Inverse condemnation is a remedy available to a property owner who is not fairly compensated for the property taken from him/her by a government for a public use. Usually a property of a land owner is taken by a condemnation proceeding, in which government is the plaintiff and the property owner is the defendant. When a governmental action causes injury to a property owner and s/he is not properly compensated, s/he can sue the government. In such cases, the status of the parties is reversed and hence, the action is termed inverse condemnation.
Usually, inverse condemnation occurs in three situations:
- Physical seizure of land;
- Reduction in value of the property making it not useful for any purpose, by a regulation of the government; and
- When the government unreasonably insists to convey the property as a condition for issuance of a permit.
The taking of the property by a government can be physical or regulatory. A few examples of physical taking are: seizure of land, retention of possession of land after the lapse of lease period, and deprivation of access to land[i]. For moving an action on inverse condemnation, a governmental authority needs to occupy or damage the subject property[ii].

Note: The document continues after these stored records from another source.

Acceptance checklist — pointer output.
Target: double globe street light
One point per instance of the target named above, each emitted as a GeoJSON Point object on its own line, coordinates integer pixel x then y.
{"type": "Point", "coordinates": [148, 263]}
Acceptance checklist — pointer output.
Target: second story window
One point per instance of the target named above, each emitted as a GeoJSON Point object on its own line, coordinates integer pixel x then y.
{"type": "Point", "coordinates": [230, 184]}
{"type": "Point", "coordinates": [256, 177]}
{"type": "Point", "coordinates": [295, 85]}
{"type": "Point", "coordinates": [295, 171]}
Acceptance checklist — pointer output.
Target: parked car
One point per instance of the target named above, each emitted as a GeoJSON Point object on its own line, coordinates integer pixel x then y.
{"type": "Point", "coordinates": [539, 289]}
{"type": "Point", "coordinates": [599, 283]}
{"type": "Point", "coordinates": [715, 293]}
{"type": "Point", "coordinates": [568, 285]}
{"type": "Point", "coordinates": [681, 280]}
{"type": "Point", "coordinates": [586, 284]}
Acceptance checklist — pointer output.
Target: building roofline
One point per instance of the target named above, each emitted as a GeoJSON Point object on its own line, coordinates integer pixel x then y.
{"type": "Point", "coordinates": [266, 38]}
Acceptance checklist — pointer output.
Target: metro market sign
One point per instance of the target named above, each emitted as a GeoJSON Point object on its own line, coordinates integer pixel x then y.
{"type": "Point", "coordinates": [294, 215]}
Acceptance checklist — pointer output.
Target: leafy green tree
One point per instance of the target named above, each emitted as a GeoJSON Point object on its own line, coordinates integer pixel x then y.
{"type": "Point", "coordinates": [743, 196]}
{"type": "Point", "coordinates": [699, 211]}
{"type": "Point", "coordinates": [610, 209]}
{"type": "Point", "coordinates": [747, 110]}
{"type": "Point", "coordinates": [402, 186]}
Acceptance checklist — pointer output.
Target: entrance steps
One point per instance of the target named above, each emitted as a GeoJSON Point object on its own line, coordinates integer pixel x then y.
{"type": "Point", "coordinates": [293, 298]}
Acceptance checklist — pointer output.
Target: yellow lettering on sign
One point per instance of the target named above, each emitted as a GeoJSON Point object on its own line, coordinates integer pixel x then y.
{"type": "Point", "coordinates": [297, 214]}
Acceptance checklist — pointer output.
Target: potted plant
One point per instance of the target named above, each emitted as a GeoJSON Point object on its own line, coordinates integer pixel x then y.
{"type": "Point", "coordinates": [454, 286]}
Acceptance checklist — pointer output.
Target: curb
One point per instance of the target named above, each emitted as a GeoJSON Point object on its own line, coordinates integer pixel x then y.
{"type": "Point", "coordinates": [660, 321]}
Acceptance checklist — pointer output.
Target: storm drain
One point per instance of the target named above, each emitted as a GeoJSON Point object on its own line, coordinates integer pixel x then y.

When a government regulation regarding a property is so stringent that it makes the property not usable for any purpose and thus deprives an owner of any benefits of owning that property, inverse condemnation arises. If the purpose of the regulation and its economic effect on the property amounts to a taking of the property, the owner is entitled to compensation[iii].
Also, a government regulation amounts to a taking or damaging of property, when there is denial of building or demolition permits, burdensome conditions placed on development of the property, and the property is subjected to overly restrictive zoning regulations
In order to test whether a regulation has amounted to a taking of a property, there are three factors to look at. This test is known as the Penn Central test. The three factors considered are:
- the nature of the government regulation,
- the impact of the regulation on the property and
- the extent of interference on the land owner’s economic expectations of the property.
An action on inverse condemnation may not be equated to a tort of negligence or similar torts. Even though compensation is involved in the inverse condemnation proceedings, the provisions of the Tort Claims Act are not applicable to it[iv].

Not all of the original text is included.